The researchers offered this conclusion (part of the paper’s abstract),
These findings indicate that ALD [atomic layer deposition] thin film coating of MWCNTs with Al2O3 reduces fibrosis in mice and that in vitro phagocyte expression of IL-6, TNF-α, and OPN, but not IL-1β, predict MWCNT-induced fibrosis in the lungs of mice in vivo.
However, what I found most striking was this from the paper’s Discussion (section),
While the Al2O3 coating on MWCNTs appears to be the major factor that alters cytokine production in THP-1 and PBMCs in vitro, nanotube length is still likely an important determinant of the inflammatory and fibroproliferative effects of MWCNTs in the lung in vivo. In general, long asbestos fibers or rigid MWCNTs (i.e., >20 µm) remain in the lung and are much more persistent than shorter fibers or nanotubes . Therefore, the nanotube fragments resulting from breakage of A-MWCNTs coated with 50 or 100 ALD cycles of Al2O3 would likely be cleared from the lungs more rapidly than uncoated long MWCNTs or those coated with only 10 ALD cycles of Al2O3. We observed that the fracturing of A-MWCNTs occurred only after sonication prior to administration to cells in vitro or mice in vivo. However, unsonicated A-MWCNTs could be more likely to fracture over time in tissues as compared to U-MWCNTs [uncoated]. We did not address the issue of A-MWCNT clearance before or after fracturing in the present study, but future work should focus the relative clearance rates from the lungs of mice exposed to A-MWCNTs in comparison to U-MWCNTs. Another potentially important consideration is whether or not ALD coating with Al2O3 alters the formation of a protein corona around MWCNTs. It is possible that differences in cytokine levels in the supernatants from cells treated with U- or A-MWCNTs could be due to differences in protein corona formation around functionalized MWCNTs that could modify the adsorptive capacity of the nanomaterial.
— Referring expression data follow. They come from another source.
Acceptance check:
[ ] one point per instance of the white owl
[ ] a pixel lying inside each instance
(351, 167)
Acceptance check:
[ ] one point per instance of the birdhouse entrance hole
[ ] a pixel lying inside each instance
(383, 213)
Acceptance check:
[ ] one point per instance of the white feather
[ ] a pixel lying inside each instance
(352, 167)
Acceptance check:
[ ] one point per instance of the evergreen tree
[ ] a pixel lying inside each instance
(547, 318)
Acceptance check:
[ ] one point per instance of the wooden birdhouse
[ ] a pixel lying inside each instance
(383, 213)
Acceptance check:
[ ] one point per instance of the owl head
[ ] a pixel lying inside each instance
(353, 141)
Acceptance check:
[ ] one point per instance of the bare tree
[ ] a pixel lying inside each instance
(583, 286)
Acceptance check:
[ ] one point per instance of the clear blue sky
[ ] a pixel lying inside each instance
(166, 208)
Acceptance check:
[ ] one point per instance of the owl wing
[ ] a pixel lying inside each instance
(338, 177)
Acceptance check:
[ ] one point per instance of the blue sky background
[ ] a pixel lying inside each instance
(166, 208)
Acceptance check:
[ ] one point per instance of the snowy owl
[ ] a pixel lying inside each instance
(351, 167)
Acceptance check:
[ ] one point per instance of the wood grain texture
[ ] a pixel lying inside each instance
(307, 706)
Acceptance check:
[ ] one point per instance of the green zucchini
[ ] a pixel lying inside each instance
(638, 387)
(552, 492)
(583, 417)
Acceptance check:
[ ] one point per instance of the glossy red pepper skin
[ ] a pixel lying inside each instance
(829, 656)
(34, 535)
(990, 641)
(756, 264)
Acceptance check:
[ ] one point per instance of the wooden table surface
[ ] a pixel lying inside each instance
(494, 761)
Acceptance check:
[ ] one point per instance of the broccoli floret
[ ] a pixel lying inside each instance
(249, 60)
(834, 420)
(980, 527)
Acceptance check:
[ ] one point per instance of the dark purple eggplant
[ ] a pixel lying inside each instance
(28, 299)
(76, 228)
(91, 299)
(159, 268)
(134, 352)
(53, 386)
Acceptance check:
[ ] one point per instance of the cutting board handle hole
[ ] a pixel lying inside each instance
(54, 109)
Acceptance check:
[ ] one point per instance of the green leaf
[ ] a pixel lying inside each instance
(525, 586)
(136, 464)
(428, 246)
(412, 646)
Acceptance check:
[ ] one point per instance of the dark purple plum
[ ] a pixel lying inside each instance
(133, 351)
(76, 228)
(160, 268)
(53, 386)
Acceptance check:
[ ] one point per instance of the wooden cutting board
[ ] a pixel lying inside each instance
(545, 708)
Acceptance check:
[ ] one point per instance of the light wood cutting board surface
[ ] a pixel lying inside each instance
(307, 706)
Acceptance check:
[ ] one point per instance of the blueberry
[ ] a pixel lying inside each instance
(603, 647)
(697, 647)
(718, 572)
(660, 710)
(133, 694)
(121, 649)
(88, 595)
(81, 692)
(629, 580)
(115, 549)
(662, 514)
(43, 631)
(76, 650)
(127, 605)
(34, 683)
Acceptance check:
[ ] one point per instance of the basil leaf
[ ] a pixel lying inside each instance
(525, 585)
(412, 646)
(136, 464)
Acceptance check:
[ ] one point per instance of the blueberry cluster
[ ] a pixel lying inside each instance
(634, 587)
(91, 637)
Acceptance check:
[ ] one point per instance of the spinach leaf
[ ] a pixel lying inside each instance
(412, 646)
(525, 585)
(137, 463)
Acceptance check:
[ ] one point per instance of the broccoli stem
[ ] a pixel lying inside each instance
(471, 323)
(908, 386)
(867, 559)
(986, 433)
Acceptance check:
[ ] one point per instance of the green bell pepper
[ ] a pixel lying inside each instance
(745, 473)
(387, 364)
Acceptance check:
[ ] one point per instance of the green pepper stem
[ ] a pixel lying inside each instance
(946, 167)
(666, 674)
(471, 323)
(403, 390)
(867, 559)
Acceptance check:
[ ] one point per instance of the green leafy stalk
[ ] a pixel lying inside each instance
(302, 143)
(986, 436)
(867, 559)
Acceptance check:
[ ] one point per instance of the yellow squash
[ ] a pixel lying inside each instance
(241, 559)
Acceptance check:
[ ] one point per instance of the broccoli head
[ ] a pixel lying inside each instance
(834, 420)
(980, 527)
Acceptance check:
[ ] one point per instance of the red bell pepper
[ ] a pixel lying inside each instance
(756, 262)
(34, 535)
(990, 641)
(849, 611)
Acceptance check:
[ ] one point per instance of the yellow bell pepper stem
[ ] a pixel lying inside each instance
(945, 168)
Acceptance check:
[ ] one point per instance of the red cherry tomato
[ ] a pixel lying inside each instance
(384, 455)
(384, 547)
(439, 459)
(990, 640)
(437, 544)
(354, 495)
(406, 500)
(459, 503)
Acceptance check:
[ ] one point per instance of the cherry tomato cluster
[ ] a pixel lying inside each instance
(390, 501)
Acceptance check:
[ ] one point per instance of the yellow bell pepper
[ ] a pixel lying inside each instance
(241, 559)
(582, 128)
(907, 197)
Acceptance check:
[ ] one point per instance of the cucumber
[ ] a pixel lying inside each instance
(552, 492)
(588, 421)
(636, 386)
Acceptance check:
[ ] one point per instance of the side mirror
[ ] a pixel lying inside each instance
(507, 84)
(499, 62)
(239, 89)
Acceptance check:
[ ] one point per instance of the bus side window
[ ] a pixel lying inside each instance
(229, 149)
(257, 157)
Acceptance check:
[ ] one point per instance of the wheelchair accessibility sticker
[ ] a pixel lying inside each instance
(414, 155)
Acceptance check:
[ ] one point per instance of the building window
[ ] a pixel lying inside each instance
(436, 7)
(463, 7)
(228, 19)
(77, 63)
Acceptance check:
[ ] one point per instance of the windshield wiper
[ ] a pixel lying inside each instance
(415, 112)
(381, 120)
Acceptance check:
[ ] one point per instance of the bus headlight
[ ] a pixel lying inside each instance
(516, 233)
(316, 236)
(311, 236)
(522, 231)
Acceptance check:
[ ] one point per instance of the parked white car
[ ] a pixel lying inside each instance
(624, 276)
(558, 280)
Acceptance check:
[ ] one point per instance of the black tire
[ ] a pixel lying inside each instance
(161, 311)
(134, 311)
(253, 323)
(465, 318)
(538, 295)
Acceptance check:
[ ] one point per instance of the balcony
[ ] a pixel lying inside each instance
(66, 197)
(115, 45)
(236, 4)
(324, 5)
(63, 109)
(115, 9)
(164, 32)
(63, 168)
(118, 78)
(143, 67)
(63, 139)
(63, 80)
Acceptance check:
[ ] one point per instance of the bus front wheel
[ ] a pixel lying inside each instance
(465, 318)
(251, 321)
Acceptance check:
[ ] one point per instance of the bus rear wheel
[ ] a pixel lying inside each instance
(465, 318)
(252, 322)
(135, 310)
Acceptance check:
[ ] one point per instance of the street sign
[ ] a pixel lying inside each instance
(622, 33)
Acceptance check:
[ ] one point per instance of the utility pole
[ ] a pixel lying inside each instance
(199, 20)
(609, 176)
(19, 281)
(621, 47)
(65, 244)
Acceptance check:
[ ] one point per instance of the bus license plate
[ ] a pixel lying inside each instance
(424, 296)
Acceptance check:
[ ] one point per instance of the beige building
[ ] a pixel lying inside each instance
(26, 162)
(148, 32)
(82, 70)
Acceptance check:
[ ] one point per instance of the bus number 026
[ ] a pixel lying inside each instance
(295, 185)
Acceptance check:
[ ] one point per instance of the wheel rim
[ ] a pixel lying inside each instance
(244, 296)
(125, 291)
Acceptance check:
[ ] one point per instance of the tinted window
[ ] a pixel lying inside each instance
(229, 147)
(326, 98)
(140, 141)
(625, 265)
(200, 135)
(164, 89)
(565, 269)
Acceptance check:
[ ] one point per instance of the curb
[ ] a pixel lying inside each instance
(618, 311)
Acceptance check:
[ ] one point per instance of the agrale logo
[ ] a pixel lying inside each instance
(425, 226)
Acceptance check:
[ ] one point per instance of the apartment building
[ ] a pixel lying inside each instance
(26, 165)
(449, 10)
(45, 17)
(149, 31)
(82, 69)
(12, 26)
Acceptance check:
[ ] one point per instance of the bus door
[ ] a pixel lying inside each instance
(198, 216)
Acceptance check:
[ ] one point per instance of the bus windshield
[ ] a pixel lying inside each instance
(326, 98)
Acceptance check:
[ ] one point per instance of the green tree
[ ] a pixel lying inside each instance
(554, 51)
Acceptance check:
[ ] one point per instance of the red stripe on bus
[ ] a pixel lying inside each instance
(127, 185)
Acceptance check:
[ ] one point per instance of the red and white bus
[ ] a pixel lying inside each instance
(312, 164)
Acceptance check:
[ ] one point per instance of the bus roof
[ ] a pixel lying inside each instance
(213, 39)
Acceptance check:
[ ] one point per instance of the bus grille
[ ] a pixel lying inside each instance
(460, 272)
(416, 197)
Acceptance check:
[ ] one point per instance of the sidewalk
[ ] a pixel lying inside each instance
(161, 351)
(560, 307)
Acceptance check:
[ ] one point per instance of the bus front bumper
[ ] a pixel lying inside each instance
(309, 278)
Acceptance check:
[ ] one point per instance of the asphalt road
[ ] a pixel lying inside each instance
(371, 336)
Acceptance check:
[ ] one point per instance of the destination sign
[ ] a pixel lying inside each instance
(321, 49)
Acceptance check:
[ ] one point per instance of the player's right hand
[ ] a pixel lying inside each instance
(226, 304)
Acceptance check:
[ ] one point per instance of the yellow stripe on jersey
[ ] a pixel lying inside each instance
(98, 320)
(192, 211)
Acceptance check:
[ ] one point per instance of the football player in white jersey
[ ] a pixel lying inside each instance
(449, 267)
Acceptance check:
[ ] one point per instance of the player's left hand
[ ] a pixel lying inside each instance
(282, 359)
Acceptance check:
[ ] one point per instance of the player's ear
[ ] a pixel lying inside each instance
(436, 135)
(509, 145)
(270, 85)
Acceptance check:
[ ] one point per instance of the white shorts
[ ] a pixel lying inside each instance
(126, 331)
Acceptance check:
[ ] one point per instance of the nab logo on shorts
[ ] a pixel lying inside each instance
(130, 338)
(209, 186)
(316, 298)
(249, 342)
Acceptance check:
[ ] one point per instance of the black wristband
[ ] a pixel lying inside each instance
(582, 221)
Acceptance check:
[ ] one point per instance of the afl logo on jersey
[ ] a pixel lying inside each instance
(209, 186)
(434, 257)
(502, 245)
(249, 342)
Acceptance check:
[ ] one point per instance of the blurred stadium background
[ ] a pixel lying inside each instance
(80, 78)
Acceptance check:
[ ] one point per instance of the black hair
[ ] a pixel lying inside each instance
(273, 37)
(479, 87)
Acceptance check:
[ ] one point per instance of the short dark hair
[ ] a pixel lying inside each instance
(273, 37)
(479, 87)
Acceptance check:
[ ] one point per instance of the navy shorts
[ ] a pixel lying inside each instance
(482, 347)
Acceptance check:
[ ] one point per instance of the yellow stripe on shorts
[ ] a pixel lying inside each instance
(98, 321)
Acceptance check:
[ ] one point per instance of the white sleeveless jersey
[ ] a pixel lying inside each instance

Characterization of the protein corona and the adsorptive capacity for cytokines after ALD modification of MWCNTs should be another important focus for future work. [emphases mine]
In other words, researchers think coating long, MWCNTs with a certain type of aluminum might be safer due to its effect on various proteins and because coated MWCNTs are likely to fracture into smaller pieces and we know that short MWCNTs don’t seem to present a problem when inhaled.
Of course, there’s the research from Duke University (my Oct. 3, 2014 post) which suggests CNTs could present a different set of problems over time as they accumulate in the environment.